At the end of last year she was seen my an occupational therapist. It was arranged through a paediatrician and the assessment happened during her school day which was really handy as she didn’t need to have any time off for appointments. I didn’t need to be present for the assessment either and for the first time ever, the OT was really on the ball with updating me. In fact I’ve had more phone calls with her than I have any of the others.
A few weeks ago she phoned me and asked where P1s dyspraxia diagnosis had come from. I answered that it had appeared on all her hospital letters very early on and no one had ever really explained it to me. She said there hadn’t been any assessments carried out for this and that she wanted to do one for P1 so that she could tailor help for her specific needs. Of course I agreed and we arranged an appointment.
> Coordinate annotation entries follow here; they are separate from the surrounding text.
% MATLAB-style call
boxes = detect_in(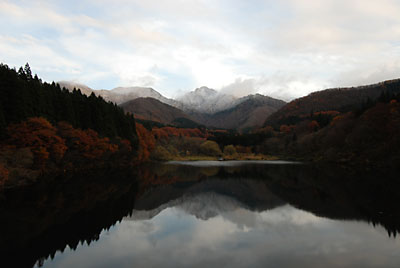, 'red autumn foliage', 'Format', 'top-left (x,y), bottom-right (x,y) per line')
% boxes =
(308, 120), (319, 132)
(279, 125), (294, 134)
(136, 124), (156, 161)
(58, 122), (119, 159)
(7, 117), (67, 169)
(0, 164), (9, 186)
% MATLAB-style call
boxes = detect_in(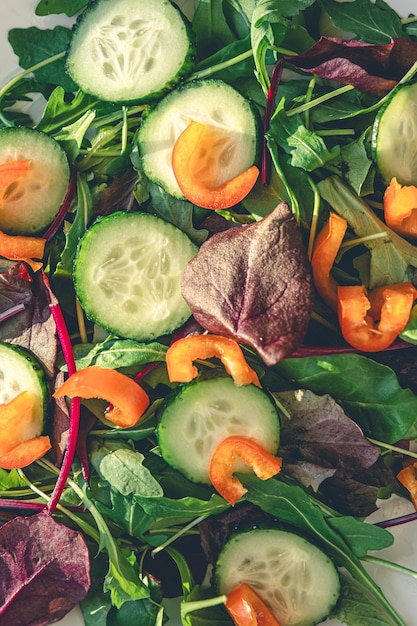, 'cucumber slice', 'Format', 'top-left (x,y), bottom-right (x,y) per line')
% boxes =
(138, 80), (258, 198)
(0, 127), (70, 235)
(66, 0), (195, 102)
(372, 83), (417, 185)
(74, 211), (198, 341)
(157, 377), (279, 485)
(0, 342), (50, 439)
(215, 528), (340, 626)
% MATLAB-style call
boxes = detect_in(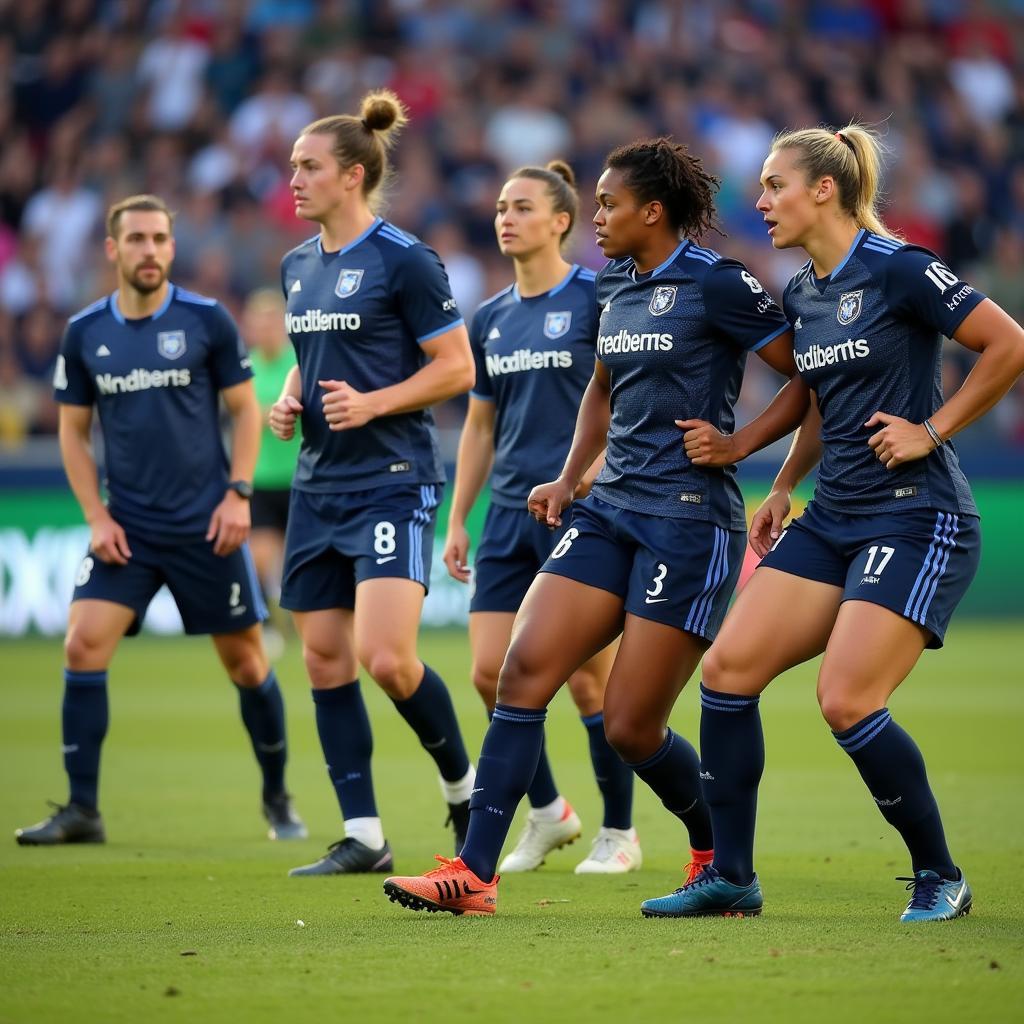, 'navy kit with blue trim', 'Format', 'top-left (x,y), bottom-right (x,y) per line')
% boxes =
(281, 217), (463, 494)
(281, 483), (442, 611)
(782, 230), (985, 515)
(761, 498), (981, 647)
(541, 495), (746, 640)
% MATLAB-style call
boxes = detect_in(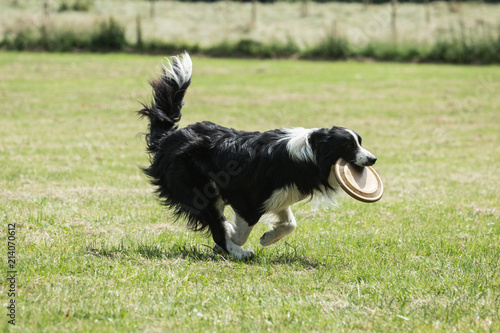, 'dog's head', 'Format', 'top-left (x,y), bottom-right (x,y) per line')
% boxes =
(309, 126), (377, 166)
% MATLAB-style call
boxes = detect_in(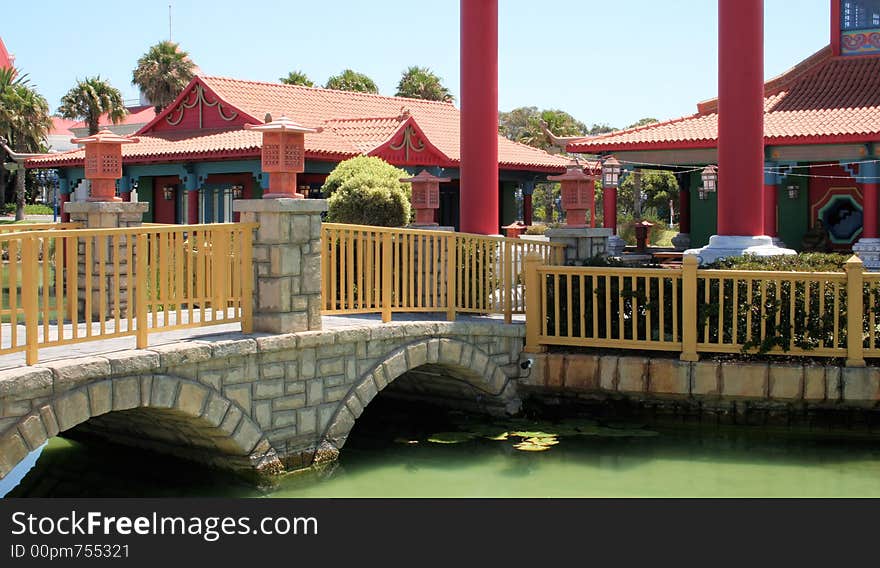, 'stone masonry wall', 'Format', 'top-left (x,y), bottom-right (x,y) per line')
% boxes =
(0, 322), (524, 477)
The appointment was carried out at our usual in Tunbridge Wells. It was familiar to P1 as this is where she went for physio every six weeks or more than that. I felt nervous for P1 because I usually prepare her in advance for things like this but we couldn’t. I had no idea what to expect. I wish I had known because it was a pretty intense appointment that took well over an hour and a half.
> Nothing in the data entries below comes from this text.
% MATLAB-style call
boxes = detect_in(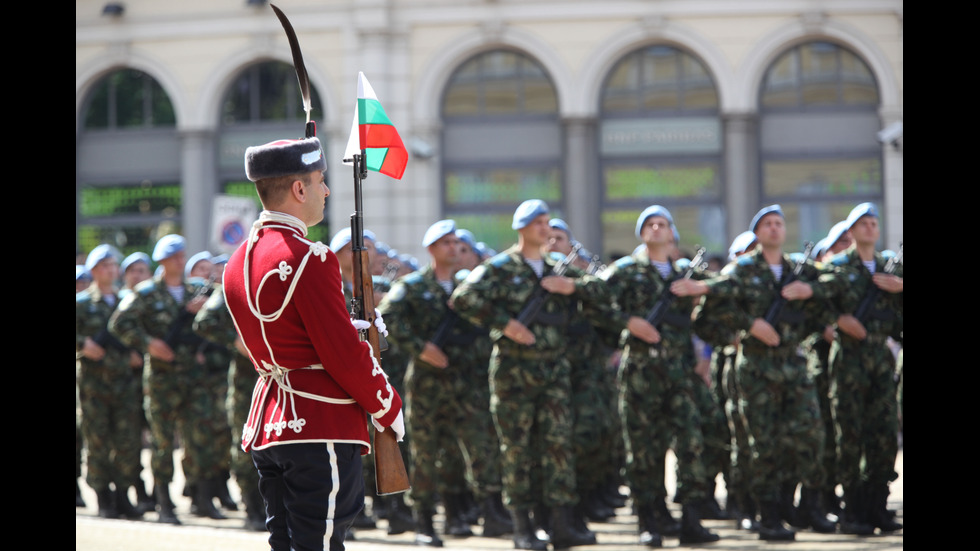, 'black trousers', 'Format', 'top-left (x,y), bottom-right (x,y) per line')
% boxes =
(251, 442), (364, 551)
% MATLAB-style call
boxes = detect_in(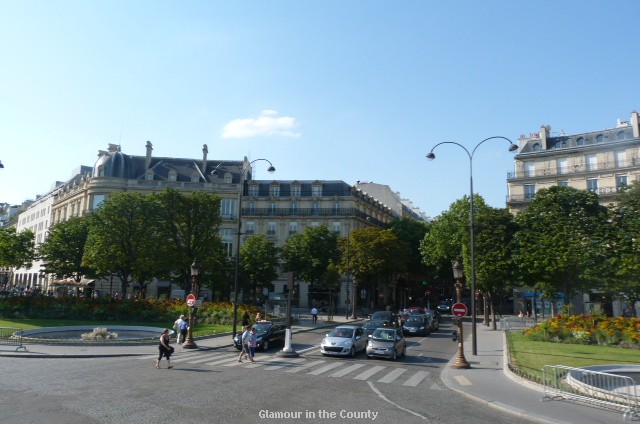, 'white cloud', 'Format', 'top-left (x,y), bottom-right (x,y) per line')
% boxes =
(222, 110), (302, 138)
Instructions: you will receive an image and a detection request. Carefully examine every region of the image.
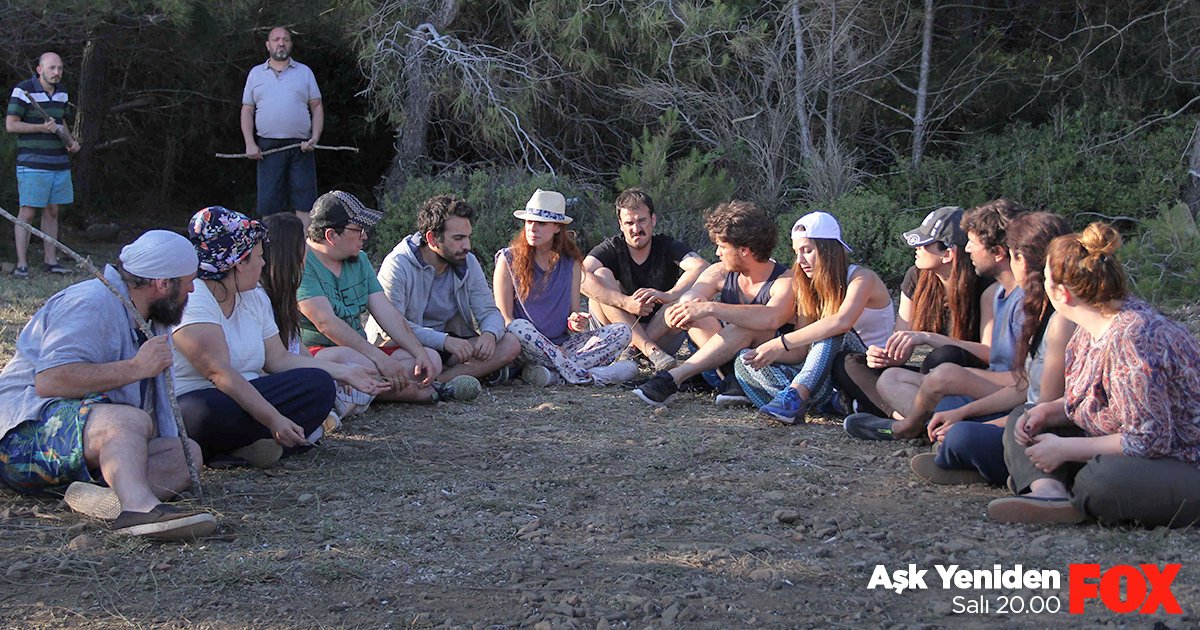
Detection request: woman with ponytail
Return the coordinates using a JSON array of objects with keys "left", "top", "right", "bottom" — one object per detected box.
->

P1 was asked to put pins in a board using one hand only, she had to thread through holes, draw shapes that had to be the exact size as the diagram, she had to throw a tennis ball at the wall and catch it, balance on one leg on a board and hop on one leg, and many more things. Most of the activities and tests had to be timed and she was allowed practice ones beforehand. The room was quiet the entire time and it felt very professional.
I felt like she did well with her assessment and she definitely tried her best. I was impressed by her levels of concentration too. We were told we would receive the results in a letter and I just knew that we’d get them pretty quick as the OT has so far been very efficient. I wasn’t wrong, we got the results in a letter within five days!
The results stated that P1 does not have a Developmental Coordination Disorder. Despite her getting quite low results on one of the sets of tests. I’m not sure if I fully understand the results because they do say she has struggles with pretty much everything she was tested for, but they aren’t within a range that is considered as a disorder. It’s all confusing. I don’t know how I feel about the results. Of course it’s a good thing that she supposedly doesn’t have dyspraxia.
I have since had a meeting and I am so pleased with all the support that the school are giving us as a family. The fact that she doesn’t have a proper diagnosis for something they originally thought she did have, won’t actually change very much. She still has a significant need for extra assistance in certain aspects of her learning and life which is getting supported how it should. I am pleased.